I did take care to run the above command once before timing to ensure the cached compiled function was being timed, not the compilation itself. I tried to ensure that the code was type-stable (I need all my computations done as float32). I was shocked to see that I did not get any improvement over the Numpy version. The performance decreases significantly with Numba.

The above leads to 2 questions:

  1. What is the best way to profile Numba code and identify bottlenecks?
  2. Could someone look at the code above and tell me if something obvious would make the Numba version much slower than the Numpy version?

Any help appreciated!
-Guillaume

very interesting. Initially I thought the cause might be the small loop (only 10 reps), but the difference is still there with niter=1000.
Finding which lines causes the difference might require deleting one line at a time and comparing the speed.
I don’t see anything obviously wrong or slow in the code. I think some of the copies could be avoided, but even in that case the difference would affect numpy and numba equally.

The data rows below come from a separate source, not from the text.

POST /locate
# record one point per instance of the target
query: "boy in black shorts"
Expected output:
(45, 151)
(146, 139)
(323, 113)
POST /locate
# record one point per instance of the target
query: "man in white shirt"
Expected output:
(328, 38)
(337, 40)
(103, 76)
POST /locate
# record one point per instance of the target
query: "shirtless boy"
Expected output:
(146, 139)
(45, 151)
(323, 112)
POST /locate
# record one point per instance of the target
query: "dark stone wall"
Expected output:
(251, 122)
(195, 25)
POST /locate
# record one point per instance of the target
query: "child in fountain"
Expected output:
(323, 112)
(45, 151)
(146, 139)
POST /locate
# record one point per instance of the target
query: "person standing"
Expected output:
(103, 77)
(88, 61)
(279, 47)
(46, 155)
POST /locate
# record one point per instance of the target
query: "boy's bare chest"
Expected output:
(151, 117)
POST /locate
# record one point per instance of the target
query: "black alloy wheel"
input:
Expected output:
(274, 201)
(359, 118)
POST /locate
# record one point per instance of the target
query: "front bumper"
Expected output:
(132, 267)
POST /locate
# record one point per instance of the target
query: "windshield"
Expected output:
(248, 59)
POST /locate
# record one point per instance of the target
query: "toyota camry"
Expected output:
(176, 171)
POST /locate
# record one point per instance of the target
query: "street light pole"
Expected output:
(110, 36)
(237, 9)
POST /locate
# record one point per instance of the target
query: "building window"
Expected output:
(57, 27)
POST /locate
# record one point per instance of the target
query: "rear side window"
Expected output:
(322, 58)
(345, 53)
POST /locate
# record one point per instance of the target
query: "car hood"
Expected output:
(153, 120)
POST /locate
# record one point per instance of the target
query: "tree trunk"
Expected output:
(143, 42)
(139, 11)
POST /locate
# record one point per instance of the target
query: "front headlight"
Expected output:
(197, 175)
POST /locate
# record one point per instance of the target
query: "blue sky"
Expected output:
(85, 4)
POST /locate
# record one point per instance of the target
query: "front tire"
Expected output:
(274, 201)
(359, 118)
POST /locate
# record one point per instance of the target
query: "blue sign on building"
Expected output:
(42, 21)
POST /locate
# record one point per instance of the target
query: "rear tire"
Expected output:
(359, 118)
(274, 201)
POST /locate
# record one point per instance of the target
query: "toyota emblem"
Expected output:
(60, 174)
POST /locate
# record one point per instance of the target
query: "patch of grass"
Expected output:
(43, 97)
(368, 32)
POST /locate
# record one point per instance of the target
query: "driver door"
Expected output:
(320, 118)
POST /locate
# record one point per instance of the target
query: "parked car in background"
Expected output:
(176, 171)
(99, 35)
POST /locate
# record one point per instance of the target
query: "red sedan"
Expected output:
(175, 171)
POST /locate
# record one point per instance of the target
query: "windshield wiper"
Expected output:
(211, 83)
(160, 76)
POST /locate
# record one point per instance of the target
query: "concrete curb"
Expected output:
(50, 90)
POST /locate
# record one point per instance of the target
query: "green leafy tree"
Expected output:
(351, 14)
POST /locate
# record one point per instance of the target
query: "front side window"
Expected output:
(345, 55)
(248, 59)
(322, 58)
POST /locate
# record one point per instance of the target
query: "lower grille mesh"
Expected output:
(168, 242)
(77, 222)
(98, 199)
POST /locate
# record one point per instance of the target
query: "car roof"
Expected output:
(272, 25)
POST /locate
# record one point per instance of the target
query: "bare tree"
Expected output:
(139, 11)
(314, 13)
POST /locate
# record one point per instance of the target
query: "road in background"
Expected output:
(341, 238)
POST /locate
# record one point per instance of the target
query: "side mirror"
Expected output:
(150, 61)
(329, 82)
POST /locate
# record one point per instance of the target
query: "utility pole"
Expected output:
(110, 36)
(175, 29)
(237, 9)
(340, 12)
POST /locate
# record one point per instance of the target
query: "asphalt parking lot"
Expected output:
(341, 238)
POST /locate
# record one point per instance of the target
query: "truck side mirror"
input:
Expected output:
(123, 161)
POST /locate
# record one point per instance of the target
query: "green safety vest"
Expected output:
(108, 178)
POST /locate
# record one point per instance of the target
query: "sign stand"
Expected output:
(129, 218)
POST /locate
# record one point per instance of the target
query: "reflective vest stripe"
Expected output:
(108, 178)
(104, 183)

I was able to get some improvements by using explicit loops but I couldn’t match numpy’s speed.

Interestingly, when using float64 numba is slightly faster. When changing to float32, numba’s version become 2x faster, but numpy’s gets 4x faster. I think that’s a hint to what’s happening, but I’m not sure what the exact problem is.

Thanks so much for looking into this!